東大の高橋(左の写真、先頭)がスタートから飛び出し、そのまま逃げ切った。明大・近藤と早大・筒井(左の写真3番手)は、2、3着争いのデッドヒートを繰り広げ、筒井が競り勝った。石塚(右の写真)は、個人選手権1500mに向けての「足慣らし」だったか、800mのペースにはついていけず、7着。

●1500m決勝
1着 菖蒲敦司(スポ科3・西京高)3分46秒91(大会新)
2着 近藤 亨(明大)3分47秒45(大会新)
3着 馬場勇一郎(明大)3分52秒34

14着 坂本達哉(教3・淑徳巣鴨)4分05秒09(オープン)

左の写真は前・菖蒲、後ろ坂本。

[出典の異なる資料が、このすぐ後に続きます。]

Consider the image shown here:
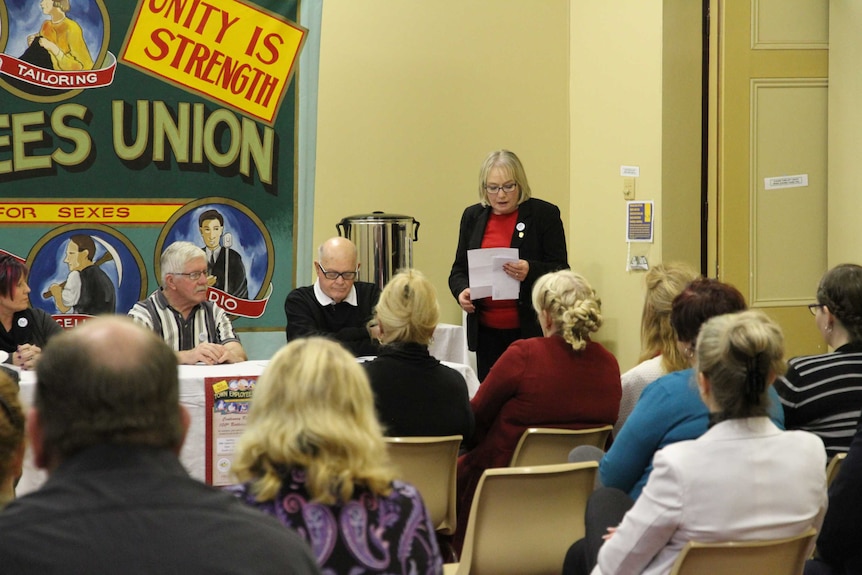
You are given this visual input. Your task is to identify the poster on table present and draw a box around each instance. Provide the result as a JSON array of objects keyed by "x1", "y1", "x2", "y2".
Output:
[
  {"x1": 0, "y1": 0, "x2": 307, "y2": 330},
  {"x1": 204, "y1": 375, "x2": 258, "y2": 486}
]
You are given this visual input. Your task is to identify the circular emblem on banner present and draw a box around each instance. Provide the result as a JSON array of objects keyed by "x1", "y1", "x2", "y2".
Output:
[{"x1": 0, "y1": 0, "x2": 111, "y2": 102}]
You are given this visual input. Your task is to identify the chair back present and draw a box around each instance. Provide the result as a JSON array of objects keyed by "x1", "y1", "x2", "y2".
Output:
[
  {"x1": 452, "y1": 461, "x2": 598, "y2": 575},
  {"x1": 509, "y1": 425, "x2": 613, "y2": 467},
  {"x1": 386, "y1": 435, "x2": 462, "y2": 535},
  {"x1": 671, "y1": 527, "x2": 817, "y2": 575},
  {"x1": 826, "y1": 453, "x2": 847, "y2": 487}
]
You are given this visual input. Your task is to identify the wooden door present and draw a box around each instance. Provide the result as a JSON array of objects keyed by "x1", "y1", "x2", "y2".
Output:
[{"x1": 709, "y1": 0, "x2": 829, "y2": 357}]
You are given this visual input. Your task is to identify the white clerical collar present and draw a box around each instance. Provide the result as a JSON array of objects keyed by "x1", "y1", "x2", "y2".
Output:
[{"x1": 314, "y1": 280, "x2": 359, "y2": 307}]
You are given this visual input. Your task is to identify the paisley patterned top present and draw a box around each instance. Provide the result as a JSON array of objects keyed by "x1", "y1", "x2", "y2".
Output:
[{"x1": 226, "y1": 469, "x2": 443, "y2": 575}]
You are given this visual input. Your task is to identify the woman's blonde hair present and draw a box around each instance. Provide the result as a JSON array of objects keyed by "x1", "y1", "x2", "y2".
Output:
[
  {"x1": 234, "y1": 337, "x2": 395, "y2": 505},
  {"x1": 533, "y1": 270, "x2": 602, "y2": 351},
  {"x1": 638, "y1": 263, "x2": 698, "y2": 372},
  {"x1": 374, "y1": 269, "x2": 440, "y2": 345},
  {"x1": 479, "y1": 150, "x2": 531, "y2": 206},
  {"x1": 696, "y1": 310, "x2": 787, "y2": 419}
]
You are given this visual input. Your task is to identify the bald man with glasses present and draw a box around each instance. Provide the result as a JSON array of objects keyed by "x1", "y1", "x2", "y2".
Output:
[{"x1": 284, "y1": 237, "x2": 380, "y2": 357}]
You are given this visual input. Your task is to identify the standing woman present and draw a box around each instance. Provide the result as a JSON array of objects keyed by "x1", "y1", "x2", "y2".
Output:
[
  {"x1": 775, "y1": 264, "x2": 862, "y2": 457},
  {"x1": 449, "y1": 150, "x2": 569, "y2": 381},
  {"x1": 27, "y1": 0, "x2": 93, "y2": 70},
  {"x1": 0, "y1": 254, "x2": 63, "y2": 369}
]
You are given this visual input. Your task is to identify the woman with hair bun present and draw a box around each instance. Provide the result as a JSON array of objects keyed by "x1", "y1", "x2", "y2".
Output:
[
  {"x1": 563, "y1": 311, "x2": 826, "y2": 575},
  {"x1": 775, "y1": 264, "x2": 862, "y2": 457},
  {"x1": 455, "y1": 270, "x2": 621, "y2": 548},
  {"x1": 362, "y1": 269, "x2": 473, "y2": 439}
]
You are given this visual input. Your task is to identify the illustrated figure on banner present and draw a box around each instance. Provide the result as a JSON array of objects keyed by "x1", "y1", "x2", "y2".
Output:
[
  {"x1": 198, "y1": 209, "x2": 248, "y2": 299},
  {"x1": 43, "y1": 234, "x2": 119, "y2": 315},
  {"x1": 27, "y1": 0, "x2": 93, "y2": 70}
]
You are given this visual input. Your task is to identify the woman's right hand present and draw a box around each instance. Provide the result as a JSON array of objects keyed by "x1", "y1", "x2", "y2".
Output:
[{"x1": 458, "y1": 288, "x2": 476, "y2": 313}]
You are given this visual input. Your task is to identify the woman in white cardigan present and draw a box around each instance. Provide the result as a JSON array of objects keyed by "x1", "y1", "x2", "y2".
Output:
[{"x1": 564, "y1": 311, "x2": 826, "y2": 575}]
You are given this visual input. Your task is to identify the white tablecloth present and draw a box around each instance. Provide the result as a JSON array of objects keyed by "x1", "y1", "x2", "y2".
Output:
[{"x1": 17, "y1": 361, "x2": 479, "y2": 495}]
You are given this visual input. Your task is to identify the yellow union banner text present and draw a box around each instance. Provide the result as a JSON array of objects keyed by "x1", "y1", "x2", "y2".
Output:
[
  {"x1": 0, "y1": 200, "x2": 183, "y2": 224},
  {"x1": 120, "y1": 0, "x2": 307, "y2": 125}
]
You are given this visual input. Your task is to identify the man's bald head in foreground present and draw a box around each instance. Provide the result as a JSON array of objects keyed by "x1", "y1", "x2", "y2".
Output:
[{"x1": 28, "y1": 316, "x2": 188, "y2": 470}]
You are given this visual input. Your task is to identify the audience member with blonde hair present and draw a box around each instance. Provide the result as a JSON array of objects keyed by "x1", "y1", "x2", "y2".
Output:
[
  {"x1": 614, "y1": 263, "x2": 697, "y2": 437},
  {"x1": 0, "y1": 369, "x2": 24, "y2": 509},
  {"x1": 563, "y1": 311, "x2": 826, "y2": 575},
  {"x1": 232, "y1": 336, "x2": 442, "y2": 575},
  {"x1": 363, "y1": 270, "x2": 473, "y2": 439},
  {"x1": 455, "y1": 270, "x2": 621, "y2": 548}
]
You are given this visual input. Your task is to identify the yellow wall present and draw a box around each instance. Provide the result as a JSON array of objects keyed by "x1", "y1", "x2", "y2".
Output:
[
  {"x1": 827, "y1": 0, "x2": 862, "y2": 267},
  {"x1": 313, "y1": 0, "x2": 569, "y2": 332},
  {"x1": 313, "y1": 0, "x2": 700, "y2": 369}
]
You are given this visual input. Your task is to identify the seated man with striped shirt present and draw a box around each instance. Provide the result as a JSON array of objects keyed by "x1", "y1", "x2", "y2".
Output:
[{"x1": 129, "y1": 242, "x2": 247, "y2": 365}]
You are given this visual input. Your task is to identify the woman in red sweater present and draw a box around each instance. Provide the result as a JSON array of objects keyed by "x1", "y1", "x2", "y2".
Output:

右の写真はラスト220m、30m先行の明大・近藤を猛然と追い込み、胸のすく切れ味で逆転した(自己記録3分46秒01に及ばなかったものの大会新記録)。

●5000m決勝
1着 内田隼太(法大)14分03秒62
2着 伊藤大志(スポ科2・佐久長聖)14分18秒91
3着 松永 怜(法大)14分22秒16

長距離陣の中で、孤軍奮闘の感すらする伊藤。トラックレースの駆け引きになれないためか、法大・内田の巧みなレース運びに「やられた」。

●3000mSC
1着 内田賢利(立大)9分03秒08
2着 中園慎太朗(法大)9分06秒20
3着 北村 光(スポ科3・樹徳高)9分13秒84

序盤スローで入ったが、2000mで立大・内田(写真先頭)が飛び出すと、北村(2番手)はついていけず、最後は大きく離されてゴール。